Write some code to load the data file and take a quick look at the dataset, and output the following:
- How big is your dataset? (regarding MB)
- How many entries does it have?
- How many features does it have?
- What are some basic statistics you can learn right away about this dataset?

**Large-scale Visualization:** Demonstrate that this dataset is indeed a complex and high dimensional worthy of an attempt on TensorFlow. Again, is there any non-linearly separation among the classes? Discover and plot out all features among the features.

In [23]:
# You might want to use the following package
import numpy as np
import tensorflow as tf
from tensorflow import keras

# Your code goes here for this section.
(X_train, y_train), (X_test, y_test) = tf.keras.datasets.fashion_mnist.load_data()
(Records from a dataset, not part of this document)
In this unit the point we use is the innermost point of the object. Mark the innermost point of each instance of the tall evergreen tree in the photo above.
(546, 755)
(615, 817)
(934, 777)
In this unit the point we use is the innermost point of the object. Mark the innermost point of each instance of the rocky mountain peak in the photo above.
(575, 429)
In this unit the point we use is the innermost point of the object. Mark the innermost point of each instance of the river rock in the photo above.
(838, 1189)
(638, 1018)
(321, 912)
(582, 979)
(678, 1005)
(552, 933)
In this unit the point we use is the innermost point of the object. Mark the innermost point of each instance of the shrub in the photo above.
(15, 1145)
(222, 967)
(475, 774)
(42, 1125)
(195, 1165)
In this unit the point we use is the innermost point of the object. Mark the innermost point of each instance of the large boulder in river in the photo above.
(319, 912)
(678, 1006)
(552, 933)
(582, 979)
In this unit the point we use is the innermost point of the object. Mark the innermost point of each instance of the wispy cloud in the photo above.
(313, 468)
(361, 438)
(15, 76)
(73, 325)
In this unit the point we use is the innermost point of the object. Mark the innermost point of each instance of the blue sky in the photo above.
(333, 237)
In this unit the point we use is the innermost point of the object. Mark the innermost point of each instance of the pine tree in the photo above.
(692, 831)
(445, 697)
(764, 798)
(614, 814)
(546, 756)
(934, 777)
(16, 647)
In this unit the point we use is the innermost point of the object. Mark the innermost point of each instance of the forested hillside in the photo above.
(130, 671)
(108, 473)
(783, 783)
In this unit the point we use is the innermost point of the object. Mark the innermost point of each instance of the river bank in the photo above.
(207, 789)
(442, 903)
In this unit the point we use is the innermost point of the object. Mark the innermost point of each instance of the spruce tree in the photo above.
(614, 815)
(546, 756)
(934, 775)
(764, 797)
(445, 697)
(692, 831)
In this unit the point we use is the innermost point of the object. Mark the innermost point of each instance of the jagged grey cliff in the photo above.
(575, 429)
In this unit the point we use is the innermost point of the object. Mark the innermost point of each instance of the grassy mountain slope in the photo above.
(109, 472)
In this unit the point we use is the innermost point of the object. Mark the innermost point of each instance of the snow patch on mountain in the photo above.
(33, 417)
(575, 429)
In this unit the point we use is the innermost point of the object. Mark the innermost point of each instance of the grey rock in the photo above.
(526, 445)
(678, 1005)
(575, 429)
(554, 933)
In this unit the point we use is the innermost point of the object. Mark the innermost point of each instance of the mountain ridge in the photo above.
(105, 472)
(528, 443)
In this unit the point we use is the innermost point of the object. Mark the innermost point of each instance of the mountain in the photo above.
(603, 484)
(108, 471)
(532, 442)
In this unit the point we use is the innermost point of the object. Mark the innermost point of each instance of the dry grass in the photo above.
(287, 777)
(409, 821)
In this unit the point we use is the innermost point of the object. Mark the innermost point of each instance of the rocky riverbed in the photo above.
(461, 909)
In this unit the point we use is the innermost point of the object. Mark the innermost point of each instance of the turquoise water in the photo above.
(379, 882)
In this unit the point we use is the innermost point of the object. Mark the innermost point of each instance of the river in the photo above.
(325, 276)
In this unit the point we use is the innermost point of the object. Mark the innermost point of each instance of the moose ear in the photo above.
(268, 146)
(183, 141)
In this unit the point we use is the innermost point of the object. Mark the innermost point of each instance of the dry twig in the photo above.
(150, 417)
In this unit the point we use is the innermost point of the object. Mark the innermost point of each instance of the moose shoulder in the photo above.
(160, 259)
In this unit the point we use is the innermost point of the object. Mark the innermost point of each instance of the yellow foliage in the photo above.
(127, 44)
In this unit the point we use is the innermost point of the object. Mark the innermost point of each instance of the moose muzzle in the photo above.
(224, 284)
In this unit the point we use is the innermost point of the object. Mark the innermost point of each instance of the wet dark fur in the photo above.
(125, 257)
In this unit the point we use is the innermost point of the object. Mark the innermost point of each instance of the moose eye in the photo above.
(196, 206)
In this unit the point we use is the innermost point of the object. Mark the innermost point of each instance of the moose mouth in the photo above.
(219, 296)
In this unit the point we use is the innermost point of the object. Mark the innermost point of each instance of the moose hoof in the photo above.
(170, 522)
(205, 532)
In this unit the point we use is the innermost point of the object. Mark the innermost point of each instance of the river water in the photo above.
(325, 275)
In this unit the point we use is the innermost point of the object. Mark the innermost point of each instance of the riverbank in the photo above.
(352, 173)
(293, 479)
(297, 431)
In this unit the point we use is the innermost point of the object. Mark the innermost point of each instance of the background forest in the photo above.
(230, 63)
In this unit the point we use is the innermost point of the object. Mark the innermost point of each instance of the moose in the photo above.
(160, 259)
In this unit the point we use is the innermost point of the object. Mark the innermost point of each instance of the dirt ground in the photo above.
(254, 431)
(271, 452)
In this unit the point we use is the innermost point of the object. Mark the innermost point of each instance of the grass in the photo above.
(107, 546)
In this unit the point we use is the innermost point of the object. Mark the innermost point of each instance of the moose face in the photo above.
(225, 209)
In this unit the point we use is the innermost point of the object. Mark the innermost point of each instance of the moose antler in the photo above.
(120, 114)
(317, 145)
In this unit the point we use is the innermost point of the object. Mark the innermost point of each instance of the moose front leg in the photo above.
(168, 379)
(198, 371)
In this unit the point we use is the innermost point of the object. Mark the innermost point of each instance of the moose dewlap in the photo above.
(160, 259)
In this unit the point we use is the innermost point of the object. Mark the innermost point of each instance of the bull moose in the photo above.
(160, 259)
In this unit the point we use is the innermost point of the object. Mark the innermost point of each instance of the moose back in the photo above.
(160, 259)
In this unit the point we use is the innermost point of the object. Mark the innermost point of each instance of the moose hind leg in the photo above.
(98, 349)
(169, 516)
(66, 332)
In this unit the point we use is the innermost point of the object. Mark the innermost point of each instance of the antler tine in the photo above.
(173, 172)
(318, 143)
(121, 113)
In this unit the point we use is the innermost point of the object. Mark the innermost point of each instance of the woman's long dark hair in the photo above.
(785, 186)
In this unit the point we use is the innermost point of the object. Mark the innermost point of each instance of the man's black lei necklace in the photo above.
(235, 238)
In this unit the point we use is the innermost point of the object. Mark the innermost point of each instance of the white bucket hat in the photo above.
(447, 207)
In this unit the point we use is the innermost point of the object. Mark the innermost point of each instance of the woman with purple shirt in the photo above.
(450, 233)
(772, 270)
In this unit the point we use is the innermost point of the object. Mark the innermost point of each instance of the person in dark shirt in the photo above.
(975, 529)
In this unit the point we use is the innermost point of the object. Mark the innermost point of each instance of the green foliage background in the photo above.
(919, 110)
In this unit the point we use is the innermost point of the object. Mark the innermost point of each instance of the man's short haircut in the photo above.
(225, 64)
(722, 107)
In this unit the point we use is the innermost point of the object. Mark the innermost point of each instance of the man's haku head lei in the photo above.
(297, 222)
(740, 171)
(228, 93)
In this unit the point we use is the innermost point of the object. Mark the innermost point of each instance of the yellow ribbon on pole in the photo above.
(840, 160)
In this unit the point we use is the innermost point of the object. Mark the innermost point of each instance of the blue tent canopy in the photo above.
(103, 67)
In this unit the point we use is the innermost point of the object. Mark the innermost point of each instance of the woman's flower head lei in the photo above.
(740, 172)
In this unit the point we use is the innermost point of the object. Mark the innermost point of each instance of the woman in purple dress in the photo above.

# Scale data down to a fraction between 0 and 1
X_train = X_train / 255
X_test = X_test / 255

labels = ["T-shirt/top", "Trouser", "Pullover", "Dress", "Coat", "Sandal",
          "Shirt", "Sneaker", "Bag", "Ankle Boot"]

- - -
## 2. CONSTRUCTION PHASE (25 pts)

Define at least three networks with different structures: Ensure the input layer has the right number of inputs. The best structure often is found through a process of trial and error experimentation:
- You may start with a fully connected network structure with two hidden layers.
- You may try a few activation functions to see if they affect the performance.
- You may use various optimizers to tweak the model parameters to minimize the cost function.

In [21]:
# Your code goes here

ann = keras.Sequential([
    keras.layers.Flatten(input_shape=(28, 28)),
    keras.layers.Dense(128, activation=tf.nn.relu),
    keras.layers.Dense(10, activation=tf.nn.softmax)
])

ann.compile(optimizer=tf.train.AdamOptimizer(),
            loss="sparse_categorical_crossentropy",
            metrics=["accuracy"])

- - -
## 3. EXECUTION PHASE (30 pts)

For each of the three models of your neural networks, open a TensorFlow session, define the number of epochs and size of the training batch (20 pts): For each model, you must compute the performance measures: Confusion Matrix and Class Accuracy.
- Which one yields the best performance measure for your dataset?
- You must be able to save the trained model and load it from disk to evaluate a test set


In [24]:
# Your code goes here

ann.fit(X_train, y_train, epochs=5)

test_loss, test_acc = ann.evaluate(X_test, y_test)
print("Accuracy:", test_acc)

Epoch 1/5
Epoch 2/5
Epoch 3/5
Epoch 4/5
Epoch 5/5
Accuracy: 0.8855


- - -
## 4. FINETUNING THE NETWORK (20 pts)

You may be able to compare the performance of your method agaist other ML methods below:
http://fashion-mnist.s3-website.eu-central-1.amazonaws.com

To improve the performance of your ANN, you can use grid search with cross-validation to find the right set of hyperparameters, but that would take a lot of times (days, sometimes weeks). Therefore, you must make some decision of which reasonable values for each hyperparameter, so that you can restrict the search space. Here's a few decision about the network you have to made and justify:

- The number of hidden layers. Why did you pick this many?
- The number of neurons per hidden layers. Provide some justifiable reasons
- Which activation functions need to be used? Why?



- - -
## 5. OUTLOOK (5 pts)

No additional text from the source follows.